Querying the graph over time
The first set of view functions we will look at are for traveling through time, viewing the graph as it was at a specific point, or between two points (applying a time window). For this Raphtory provides six functions: before()
, at()
, after()
, window()
, expand()
and rolling()
.
All of these functions can be called on a graph, node, or edge, returning an equivalent Graph View
, Node View
or Edge View
which have all the same functions as its unfiltered counterpart. This means if you write a function which takes a Raphtory entity, it will work irrelevant of which filters have been applied.
Before, At and After
Beginning with the simplest of these filters, before()
, at()
and after()
take a singular time
argument in epoch (integer) or datetime (string/datetime object) format and return a View
of the object which includes:
before()
- All updates between the beginning of the graph's history and the provided time (exclusive of the time provided).after()
- All updates between the provided time and the end of the graph's history (exclusive of the time provided)at()
- Only updates which happened at exactly the time provided.
Note
While the first two are more useful on continuous time datasets, at()
can be very handy when you have snapshots or logical timestamps and want to look at them individually or compare/contrast.
As an example of these, in the code below where we print the degree of Lome
on the full dataset, before 12:17 on the 13th of June and after 9:07 on the 30th of June.
We also introduce two new time functions here, start()
and end()
, which specify the time range a view is filtered to, if one has been applied.
v = g.node("LOME")
print(f"Across the full dataset {v.name} interacted with {v.degree()} other monkeys.")
v_before = g.before(1560428239000).node("LOME") # 13/06/2019 12:17:19 as epoch
print(
f"Between {v_before.start_date_time} and {v_before.end_date_time}, {v_before.name} interacted with {v_before.degree()} other monkeys."
)
v_after = g.node("LOME").after("2019-06-30 9:07:31")
print(
f"Between {v_after.start_date_time} and {v_after.end_date_time}, {v_after.name} interacted with {v_after.degree()} other monkeys."
)
Output
Across the full dataset LOME interacted with 18 other monkeys.
Between None and 2019-06-13 12:17:19+00:00, LOME interacted with 5 other monkeys.

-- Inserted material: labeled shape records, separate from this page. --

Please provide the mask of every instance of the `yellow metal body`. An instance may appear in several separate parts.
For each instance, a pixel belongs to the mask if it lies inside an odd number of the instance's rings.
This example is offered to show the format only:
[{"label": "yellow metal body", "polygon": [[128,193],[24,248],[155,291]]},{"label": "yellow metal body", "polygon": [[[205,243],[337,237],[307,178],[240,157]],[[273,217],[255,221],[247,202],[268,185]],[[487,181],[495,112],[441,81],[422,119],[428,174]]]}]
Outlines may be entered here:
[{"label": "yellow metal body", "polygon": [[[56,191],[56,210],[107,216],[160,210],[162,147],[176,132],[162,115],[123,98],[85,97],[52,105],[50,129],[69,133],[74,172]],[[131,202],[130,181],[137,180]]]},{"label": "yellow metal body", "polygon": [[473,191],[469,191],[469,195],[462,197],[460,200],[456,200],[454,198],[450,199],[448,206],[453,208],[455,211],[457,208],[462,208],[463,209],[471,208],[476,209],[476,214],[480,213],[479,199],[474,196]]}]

Between 2019-06-30 09:07:31.001000+00:00 and None, LOME interacted with 17 other monkeys.
Note
You may have noticed in the code we have called the before()
on the graph and after()
on the node. This is important, as there are some subtle differences in where these functions are called, which we shall discuss below.
Window
The window()
function is a more general version of the functions above, allowing you to set both a start
time as well as an end
time (inclusive of start, exclusive of end).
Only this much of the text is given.